Des épisodes plus récurrents de chaleur extrême et de précipitations de pluie sur des couches de neige durant l’hiver ont eu tendance à augmenter la formation de croûtes de glaces qui affectent les végétaux ainsi que les animaux herbivores et carnivores, selon l’analyse des chercheurs.

« Le manque de glace des mers revient à dire qu’il y a davantage d’eau libre de glaces, et cette eau a tendance à s’évaporer avant de tomber sous forme de précipitations de pluie ou de neige », résume Jeffrey Welker, qui constate une multiplication des épisodes de précipitations de pluie sur des couches de glace dans l’archipel du Svalbard. (Tamara Hiltunen/Courtoisie de Jeffrey Welker)
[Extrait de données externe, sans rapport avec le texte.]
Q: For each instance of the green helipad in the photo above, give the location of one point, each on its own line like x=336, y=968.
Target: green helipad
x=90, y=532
Certaines espèces, comme les rennes, parviennent plus difficilement à accéder aux lichens, aux mousses et aux petits arbustes situés au ras du sol. Résultat : ils se dirigent davantage vers les littoraux pour se nourrir de varechs, des algues rejetées par la mer qui se déposent à marée basse sur le rivage.

« Nous constatons de plus en plus d’épisodes de précipitations de pluie sur des couches de neige. »

Jeffrey Welker, coauteur de l'étude et professeur à l'Université d'Anchorage en Alaska et à l'Université d'Oulu, en Finlande

En plus d’altérer l’abondance et la répartition des espèces animales, le réchauffement climatique dans l’Arctique bouleverse les interactions trophiques à l’intérieur des différents écosystèmes, mais les chercheurs croient que la capacité d’adaptation des rennes de Svalbard sera une clé pour leur survie à long terme.

« Même si nous avons tendance à constater une baisse considérable de certaines populations d’animaux lorsque les hivers sont plus glaciaux, les rennes ont une capacité d’adaptation surprenante », mentionne le premier auteur de l’étude et chercheur au Centre sur les dynamiques de la biodiversité de l’Université norvégienne des sciences et des technologies, Brage Bremset Hanset, dans un communiqué de presse de l’université.

Un régime alimentaire d’urgence

Les algues sont toutefois loin d’être une panacée devant l’ampleur des défis qu’imposent les changements climatiques, nuance Jeffrey Welker. « Les algues sont plutôt une nourriture d’urgence, puisqu’elles ne sont pas suffisamment nutritives », précise-t-il. L’estomac [des rennes] n’est pas vraiment adapté pour bien digérer ces [végétaux]. »

Les déplacements des rennes vers les côtes préoccupent aussi les chercheurs, puisque ces animaux se rendent dans des zones où se trouvent de possibles prédateurs. « Normalement, les rennes demeurent à l’intérieur des terres, mais lorsqu’ils sont contraints de se nourrir d’algues le long des littoraux, leur habitat naturel empiète sur celui d’animaux comme les ours polaires », explique-t-il.

« Lorsqu’ils passent plus de temps le long des littoraux, [les rennes] sont plus vulnérables aux prédateurs qui s’y trouvent, comme les ours polaires. »

Jeffrey Welker, coauteur de l'étude et professeur à l'Université d'Anchorage en Alaska et à l'Université d'Oulu, en Finlande

Les auteurs de l’étude ne sont pas les premiers à s’intéresser aux changements climatiques dans cet archipel norvégien. Au mois de février, un rapport (en anglais) de l’Université du Svalbard indiquait que les températures de Svalbard pourraient augmenter de 10 degrés Celsius d’ici 2100.

Le 8 avril, une précédente étude (en anglais) publiée dans la revue scientifique Nature Communications a conclu que les rennes de l’archipel du Svalbard parvenaient à s’adapter à la multiplication des événements climatiques extrêmes.